2. You’ll be motivated to move more. Exercise is important for diabetes control, but because it takes time and effort, we often put it on the back burner. Once you see how just minutes of walking or other simple exercise lowers your blood sugar and raises your energy levels, you may find it hard to stop. Try it with a simple blood sugar test before and after light activity, and see if you don’t get hooked on the results.

3. You’ll stop an emergency before it starts. Getting sick or injured can cause your blood sugar to skyrocket. And if you take insulin or certain oral diabetes medicines, you may be at risk for dangerous blood sugar lows. By becoming familiar with how your body feels during lows and highs, and testing at the first sign of trouble, you can treat the problem before it reaches a crisis level.

4. You may just feel better. When done right, testing can improve your A1C and long-term blood sugar control. The Structured Testing Program (STeP) study found that when people with type 2 diabetes tested their blood sugar on a structured schedule (e.g., in the morning, before and after meals, at bedtime) at least three days before visiting their doctor, on average they lowered their A1C level a full percentage point. It’s important to note that the patients in the study shared their testing information with their doctor and worked together to make treatment adjustments.

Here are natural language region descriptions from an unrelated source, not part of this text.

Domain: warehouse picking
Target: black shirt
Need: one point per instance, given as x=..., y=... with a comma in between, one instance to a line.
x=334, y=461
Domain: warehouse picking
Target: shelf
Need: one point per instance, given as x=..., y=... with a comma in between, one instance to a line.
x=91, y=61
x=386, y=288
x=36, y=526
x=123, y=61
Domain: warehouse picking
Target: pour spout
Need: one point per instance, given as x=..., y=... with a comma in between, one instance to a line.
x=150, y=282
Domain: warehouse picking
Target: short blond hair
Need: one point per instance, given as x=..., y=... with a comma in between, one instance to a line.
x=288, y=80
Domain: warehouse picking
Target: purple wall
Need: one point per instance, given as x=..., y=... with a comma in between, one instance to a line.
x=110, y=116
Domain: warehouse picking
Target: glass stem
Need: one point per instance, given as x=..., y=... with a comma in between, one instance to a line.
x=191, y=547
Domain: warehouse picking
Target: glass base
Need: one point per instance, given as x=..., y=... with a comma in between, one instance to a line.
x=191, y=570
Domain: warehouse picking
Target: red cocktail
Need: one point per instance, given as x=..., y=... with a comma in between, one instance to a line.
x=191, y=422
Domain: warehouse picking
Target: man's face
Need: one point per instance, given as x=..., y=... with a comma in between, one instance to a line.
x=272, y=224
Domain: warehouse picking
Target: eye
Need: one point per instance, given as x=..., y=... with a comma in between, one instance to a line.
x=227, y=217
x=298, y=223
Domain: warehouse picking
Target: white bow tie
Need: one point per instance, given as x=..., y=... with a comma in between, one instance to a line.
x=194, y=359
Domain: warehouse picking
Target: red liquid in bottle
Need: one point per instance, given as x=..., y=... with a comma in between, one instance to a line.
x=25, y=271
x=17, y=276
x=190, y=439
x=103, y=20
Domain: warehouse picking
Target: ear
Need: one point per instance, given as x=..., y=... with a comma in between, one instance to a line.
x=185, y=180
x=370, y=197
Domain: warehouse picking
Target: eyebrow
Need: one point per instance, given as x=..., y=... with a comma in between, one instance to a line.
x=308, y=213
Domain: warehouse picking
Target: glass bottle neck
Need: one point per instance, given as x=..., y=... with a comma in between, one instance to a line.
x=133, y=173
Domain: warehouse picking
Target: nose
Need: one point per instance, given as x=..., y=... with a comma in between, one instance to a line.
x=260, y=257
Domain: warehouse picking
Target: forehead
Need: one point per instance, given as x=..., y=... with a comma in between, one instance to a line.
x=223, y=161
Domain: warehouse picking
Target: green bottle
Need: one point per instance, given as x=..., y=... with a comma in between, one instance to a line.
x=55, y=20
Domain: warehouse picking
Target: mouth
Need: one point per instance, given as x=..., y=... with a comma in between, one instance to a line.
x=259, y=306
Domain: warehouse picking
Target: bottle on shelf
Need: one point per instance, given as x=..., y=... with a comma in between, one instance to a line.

5. Your healthcare provider will love you for it. By testing and tracking your blood sugar results, you provide your doctor with important data to figure out whether or not your medication is working as it should.

It's important to note that the American Diabetes Association (ADA) does not make a specific recommendation for the number of times people with type 2 diabetes who are not on insulin therapy should test. However, the ADA recognizes the value of testing to guide treatment decisions and help patients understand their diabetes. Talk to your doctor about the testing regimen that's right for you.